Ballakrishnen also interrogates their use of the term “feminism” in the book’s title. Gender parity was not intentional through any design by firm founders, firms operated without diversity policies, and the women lawyers themselves did not identify as feminist. Ballakrishnen ponders: “If gender parity is proceeded without an agentic movement or institutional sanction, is it still (or was it ever) feminist?” (5). Toward the end, Ballakrishnen returns to ask whether “gains” or “equality” rather than “feminism” are better fitted to the title because feminism connotes a fundamentally scripted and normative understanding and claims for itself political weight (170). As Ballakrishnen acutely observes, “The success of the Indian law firm case has not been as much about a feminist movement as it has been about legitimacy and economic opportunity” (168). Readers will enjoy the final chapter’s thoughtful discussion of the unsustainability of this opportunity for women. Ballakrishnen contends that the accidental circumstances they so adroitly document throughout the book would need to shift to intentional directives for gender equality to continue in the future of India’s elite transactional law firms.

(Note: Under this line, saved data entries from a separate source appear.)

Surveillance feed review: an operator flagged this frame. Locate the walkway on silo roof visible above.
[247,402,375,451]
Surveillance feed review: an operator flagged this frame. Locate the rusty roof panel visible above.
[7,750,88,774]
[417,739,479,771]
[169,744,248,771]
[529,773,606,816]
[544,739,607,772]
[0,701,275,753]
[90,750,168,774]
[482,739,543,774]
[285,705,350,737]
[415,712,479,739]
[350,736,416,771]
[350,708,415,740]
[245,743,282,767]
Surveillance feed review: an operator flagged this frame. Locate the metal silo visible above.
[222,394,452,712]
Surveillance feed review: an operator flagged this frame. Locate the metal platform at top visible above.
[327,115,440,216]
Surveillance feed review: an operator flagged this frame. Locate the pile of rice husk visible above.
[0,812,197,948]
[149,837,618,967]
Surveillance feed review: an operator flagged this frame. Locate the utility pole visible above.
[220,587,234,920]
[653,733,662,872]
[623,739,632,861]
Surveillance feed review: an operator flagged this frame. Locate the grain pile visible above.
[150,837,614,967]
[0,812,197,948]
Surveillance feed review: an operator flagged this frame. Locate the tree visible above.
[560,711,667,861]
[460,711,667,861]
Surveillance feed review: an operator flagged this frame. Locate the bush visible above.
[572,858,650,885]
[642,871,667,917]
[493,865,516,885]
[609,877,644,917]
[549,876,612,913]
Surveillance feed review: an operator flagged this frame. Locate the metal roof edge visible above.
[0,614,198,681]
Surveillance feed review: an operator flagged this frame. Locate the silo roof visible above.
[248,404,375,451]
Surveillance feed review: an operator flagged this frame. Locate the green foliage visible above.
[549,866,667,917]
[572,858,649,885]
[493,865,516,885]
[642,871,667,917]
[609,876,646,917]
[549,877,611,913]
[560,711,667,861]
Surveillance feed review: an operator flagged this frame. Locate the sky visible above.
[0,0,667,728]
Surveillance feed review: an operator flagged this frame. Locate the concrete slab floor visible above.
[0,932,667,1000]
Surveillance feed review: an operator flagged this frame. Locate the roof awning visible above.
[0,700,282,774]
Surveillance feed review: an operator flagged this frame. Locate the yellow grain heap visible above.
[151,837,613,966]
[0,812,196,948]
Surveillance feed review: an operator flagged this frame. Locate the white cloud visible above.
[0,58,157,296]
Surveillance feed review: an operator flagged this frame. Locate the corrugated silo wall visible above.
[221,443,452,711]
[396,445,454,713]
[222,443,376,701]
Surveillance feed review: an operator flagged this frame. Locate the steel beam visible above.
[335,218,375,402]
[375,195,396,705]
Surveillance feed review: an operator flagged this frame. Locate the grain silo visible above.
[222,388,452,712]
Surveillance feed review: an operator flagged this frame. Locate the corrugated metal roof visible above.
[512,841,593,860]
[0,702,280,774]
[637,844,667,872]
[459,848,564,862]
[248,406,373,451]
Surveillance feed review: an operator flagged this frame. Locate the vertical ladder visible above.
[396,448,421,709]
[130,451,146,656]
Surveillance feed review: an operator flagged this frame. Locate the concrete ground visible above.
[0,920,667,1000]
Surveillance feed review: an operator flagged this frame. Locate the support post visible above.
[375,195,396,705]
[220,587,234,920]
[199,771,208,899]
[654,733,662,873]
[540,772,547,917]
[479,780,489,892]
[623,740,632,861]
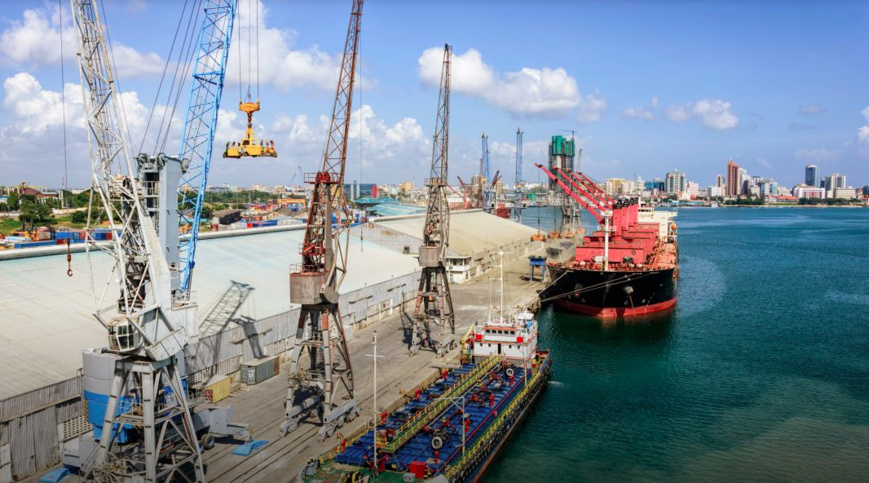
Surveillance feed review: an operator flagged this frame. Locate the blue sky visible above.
[0,0,869,186]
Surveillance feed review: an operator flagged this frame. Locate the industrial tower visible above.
[281,0,363,441]
[71,0,205,482]
[410,44,458,355]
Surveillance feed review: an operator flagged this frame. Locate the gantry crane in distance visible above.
[410,44,456,356]
[479,132,492,212]
[513,127,525,223]
[71,0,205,482]
[280,0,363,441]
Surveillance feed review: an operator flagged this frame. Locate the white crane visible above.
[71,0,205,482]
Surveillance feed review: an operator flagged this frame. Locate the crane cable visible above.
[57,0,72,208]
[139,0,189,153]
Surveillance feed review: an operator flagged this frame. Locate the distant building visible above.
[831,188,858,200]
[664,169,688,194]
[806,164,821,186]
[724,159,742,196]
[646,178,667,192]
[606,178,627,195]
[792,184,825,200]
[824,173,847,192]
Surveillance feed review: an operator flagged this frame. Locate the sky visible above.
[0,0,869,187]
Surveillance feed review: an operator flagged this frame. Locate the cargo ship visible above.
[296,312,552,483]
[538,165,679,319]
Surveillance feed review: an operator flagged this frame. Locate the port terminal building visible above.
[0,210,535,483]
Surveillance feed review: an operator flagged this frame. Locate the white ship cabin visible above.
[474,312,537,365]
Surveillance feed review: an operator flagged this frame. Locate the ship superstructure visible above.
[537,165,678,318]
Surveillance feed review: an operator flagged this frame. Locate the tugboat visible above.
[537,164,679,319]
[297,255,552,483]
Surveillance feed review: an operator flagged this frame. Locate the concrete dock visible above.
[23,248,544,483]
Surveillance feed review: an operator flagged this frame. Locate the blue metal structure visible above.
[178,0,238,296]
[480,133,491,182]
[515,127,524,186]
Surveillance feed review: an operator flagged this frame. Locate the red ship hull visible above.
[555,297,676,319]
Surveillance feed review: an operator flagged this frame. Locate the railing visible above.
[444,369,539,481]
[375,356,504,453]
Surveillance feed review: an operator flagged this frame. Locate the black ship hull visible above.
[540,265,677,318]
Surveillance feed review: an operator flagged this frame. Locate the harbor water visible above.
[483,208,869,483]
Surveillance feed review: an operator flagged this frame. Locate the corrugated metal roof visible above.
[375,211,537,256]
[0,229,418,400]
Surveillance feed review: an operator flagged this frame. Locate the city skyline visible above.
[0,1,869,186]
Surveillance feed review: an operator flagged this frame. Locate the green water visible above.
[483,208,869,483]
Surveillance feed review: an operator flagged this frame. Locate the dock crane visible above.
[479,132,494,212]
[513,127,525,223]
[280,0,363,441]
[63,0,251,482]
[71,0,205,482]
[410,44,456,356]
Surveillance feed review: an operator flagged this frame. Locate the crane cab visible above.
[223,101,278,159]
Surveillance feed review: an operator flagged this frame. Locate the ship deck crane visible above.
[280,0,363,441]
[410,44,456,356]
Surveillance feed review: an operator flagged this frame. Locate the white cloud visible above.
[111,42,166,79]
[417,47,588,121]
[3,72,84,134]
[665,104,691,122]
[0,8,69,68]
[622,97,658,120]
[797,102,827,116]
[0,7,164,79]
[857,106,869,142]
[226,0,376,96]
[692,99,739,130]
[576,93,608,123]
[794,148,839,162]
[665,99,739,131]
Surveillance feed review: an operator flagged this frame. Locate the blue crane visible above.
[178,0,238,297]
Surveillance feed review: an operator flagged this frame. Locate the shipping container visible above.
[194,376,232,403]
[241,356,281,385]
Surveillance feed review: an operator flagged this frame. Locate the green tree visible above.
[18,200,55,231]
[6,193,20,211]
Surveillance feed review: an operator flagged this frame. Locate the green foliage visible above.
[70,210,87,225]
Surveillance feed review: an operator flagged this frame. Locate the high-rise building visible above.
[806,164,821,186]
[664,169,687,194]
[724,159,742,196]
[824,173,846,192]
[549,136,576,190]
[646,178,667,192]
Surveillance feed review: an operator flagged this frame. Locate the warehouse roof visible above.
[375,210,537,256]
[0,227,418,400]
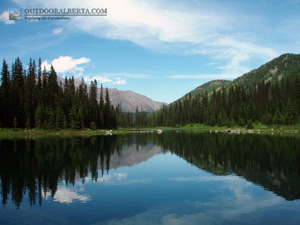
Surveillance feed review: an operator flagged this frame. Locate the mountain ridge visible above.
[180,53,300,102]
[57,76,167,112]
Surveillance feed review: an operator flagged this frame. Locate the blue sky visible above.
[0,0,300,103]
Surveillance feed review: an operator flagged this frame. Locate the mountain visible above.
[57,76,167,112]
[181,54,300,99]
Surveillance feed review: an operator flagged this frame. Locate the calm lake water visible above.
[0,131,300,225]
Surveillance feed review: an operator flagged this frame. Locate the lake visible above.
[0,131,300,225]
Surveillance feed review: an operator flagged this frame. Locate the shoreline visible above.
[0,124,300,137]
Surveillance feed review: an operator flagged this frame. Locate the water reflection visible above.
[0,132,300,209]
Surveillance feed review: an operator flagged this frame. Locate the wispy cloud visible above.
[103,72,152,79]
[42,56,90,76]
[11,0,278,75]
[45,184,91,204]
[167,73,240,80]
[84,75,126,85]
[0,11,15,24]
[52,27,64,34]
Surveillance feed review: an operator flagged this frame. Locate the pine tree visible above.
[0,59,12,127]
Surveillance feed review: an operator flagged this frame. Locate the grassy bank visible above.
[0,123,300,137]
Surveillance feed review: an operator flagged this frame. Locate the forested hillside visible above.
[0,58,133,129]
[147,54,300,127]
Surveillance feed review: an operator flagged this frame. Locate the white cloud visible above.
[45,183,91,204]
[11,0,284,75]
[103,72,152,79]
[42,56,90,76]
[84,75,126,85]
[113,77,126,84]
[53,187,91,204]
[52,27,64,34]
[0,11,15,24]
[167,73,240,80]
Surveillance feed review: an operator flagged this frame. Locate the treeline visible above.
[0,58,133,129]
[147,74,300,127]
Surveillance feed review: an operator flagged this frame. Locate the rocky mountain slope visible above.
[57,76,167,112]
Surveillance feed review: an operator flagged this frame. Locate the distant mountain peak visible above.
[57,76,167,112]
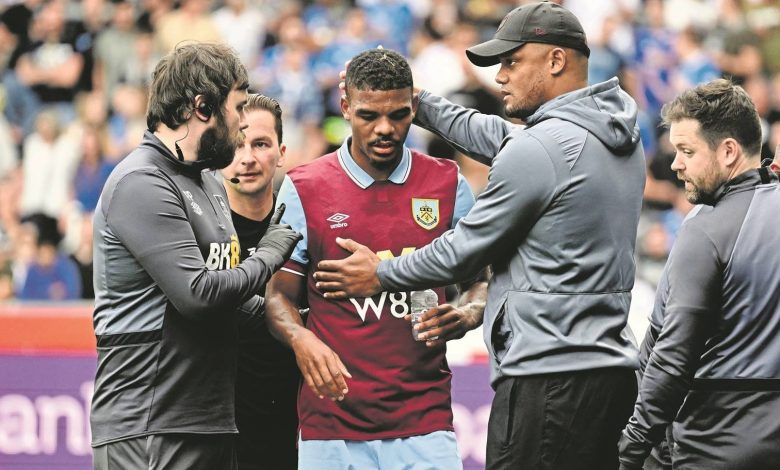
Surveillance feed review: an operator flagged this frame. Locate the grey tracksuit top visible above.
[378,79,645,384]
[620,170,780,470]
[90,132,283,445]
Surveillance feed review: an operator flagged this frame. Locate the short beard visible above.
[504,73,544,121]
[198,113,241,170]
[685,165,725,206]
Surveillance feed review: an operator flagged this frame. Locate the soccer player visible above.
[222,94,300,470]
[90,43,300,470]
[315,2,645,470]
[267,49,485,469]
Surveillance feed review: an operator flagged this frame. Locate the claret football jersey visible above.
[277,139,474,440]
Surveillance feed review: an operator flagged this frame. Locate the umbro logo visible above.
[325,212,349,228]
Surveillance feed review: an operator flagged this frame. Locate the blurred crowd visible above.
[0,0,780,301]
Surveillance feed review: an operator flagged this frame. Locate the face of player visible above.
[198,89,247,169]
[341,88,417,180]
[222,109,287,196]
[669,119,727,204]
[496,43,550,120]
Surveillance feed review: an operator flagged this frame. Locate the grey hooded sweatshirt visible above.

Finally, I would be remiss if I did not mention unexpected and welcome diversions in Accidental Feminism. In the preface, Ballakrishnen reflects on their life of alterity, a queer life, and their mother as their ally through her accidental adoption of her daughter’s lived praxis. On first reading, I was not convinced that the self-reflective positioning was relevant to the book’s claims, and yet, there are some interesting connections suggested in terms of the women lawyers interviewed for this book and the author’s mother: they share a blasé attitude and relative indifference while allied with progressive change. Another unanticipated diversion is tucked away in thirty pages of endnotes, offering a subtext to the main argument of the book. The endnotes reveal a narrative apart from the chapters that offers the author’s poignant postscript reflection. Accidental Feminism has much to offer readers with interests in gender equality, organizational culture, and innovation, and those intrigued by globalization and women’s entry to elite transnational law firms in India and elsewhere.